К аппарату подошел майор Желтухин. Он, как всегда, был в унтах, чисто выбрит. Это его, майора Желтухина, Варя приняла тогда, во время прорыва обороны немцев, за командующего. Разложив карту на столе, придерживая рукой свисавший ее конец, Желтухин весело сказал Варе:
- Начнем, девушка? Вызовите к аппарату оперативного дежурного. Срочно дежурного.
"Дежурный у аппарата", - тут же отстукал в ответ телетайп.
- Смотрите карту. Передаю обстановку на фронте к восьми ноль-ноль. Наши войска продолжают продвижение вперед. Утром заняты пункты…
Водя пальцем по карте, Желтухин перечислял пункты. Варя видела, как далеко продвинулись с утра наши войска, и чувство радостного волнения и нетерпения окончательно погасило все мысли и все чувства, какими она жила пять минут назад. "Хорошо, хорошо!" - твердила она про себя, отбивая слова, которые диктовал Желтухин.
Этот день был по-особенному "жарким". Летчики армии сделали около трех тысяч вылетов. Желтухин поминутно передавал уточнения линии фронта, команду перенести удар вперед, на новые объекты. Приходил командующий, генерал-лейтенант, с двумя золотыми звездами Героя, тоже молодой, чем-то похожий на Желтухина, посидел у Вари за аппаратом, зачем-то вызвал командира корпуса, поздравил его с хорошей погодой, сказал спасибо и еще что-то, совсем не относящееся к делу, и Варя поняла, что командующий волнуется и что у него все рассчитано, все предусмотрено, все сделано и все делается так, как предусмотрено, но он все равно волнуется, и волнение и нетерпение еще более захватили и ее. "Хорошо, хорошо!" - все пело у нее в груди. Она сначала даже не поняла, о чем спросил ее командующий, вскинула голову, в упоении блестя глазами.
- Так это вы напугали нас, красавица? - спрашивал командующий, с усмешкой рассматривая ее.
- Как… напугала? Кого?
- И меня тоже, всех.
Варя посмотрела на командующего серьезно, как будто его и в самом деле можно было чем-то испугать, - и все поняла, и смутилась, не зная, куда деться от стыда и страха.
- Я, товарищ командующий…
- Как же у вас вместо двух получилось двадцать два?

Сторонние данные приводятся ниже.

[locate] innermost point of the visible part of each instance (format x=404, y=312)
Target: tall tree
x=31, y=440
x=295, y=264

Аппарат был неисправен?
- Нет, аппарат был исправен.
- Что же тогда? Может быть, какое-то замыкание на линии? Это могло быть?
- Могло, - подумав, ответила Варя. - Но виновата я, даже если что и на линии. Я должна была проверить, - уже шепотом сказала она.
- И не проверили?
- И не проверила.
- Ну вот. И напугали. Такая маленькая и напугала больших. И видите, что мы натворили с перепугу - подняли по тревоге столько самолетов, дяди с орденами, со звездами!..
Варя улыбнулась, проглотила набежавший было в горле комок.
- И какое вам дали наказание?
- Под арест… Посадили под арест.
- Вас, посадили? И сколько отсидели?
- Трое суток. А потом…
- А потом?
- Потом выпустили и сказали - десять суток условно. - Варя подумала: - Пять суток осталось…
- Что ж так, дали и выпустили? Пожалели?
- Пожалели, товарищ командующий, - несмело созналась Варя.
- Вот как! Кто ж пожалел?
- Генерал Прохоров, товарищ командующий. - Варя подняла на него глаза, в них была мольба о пощаде.
- Вот как, вот как! За что ж он вас пожалел? - будто не замечая, что творится с нею, допытывался командующий.
- Не знаю за что. - Варя потупилась. - Он со мной ни разу даже не говорил, как… как со всеми. - Оглянулась на Гаранину: - Он меня… он со мной… ни разу… - Смутилась окончательно, желая провалиться сквозь землю.
- Хорошо, хорошо, девушка, больше не буду, - сказал командующий таким тоном, каким доктор обычно говорит своему пациенту, которому делает больно. - Пять суток, говорите, осталось? - Тоже подумал: - Много. За пять суток можно войну кончить. - Спросил с любопытством: - Как, по-вашему, неплохо идет у нас наступление?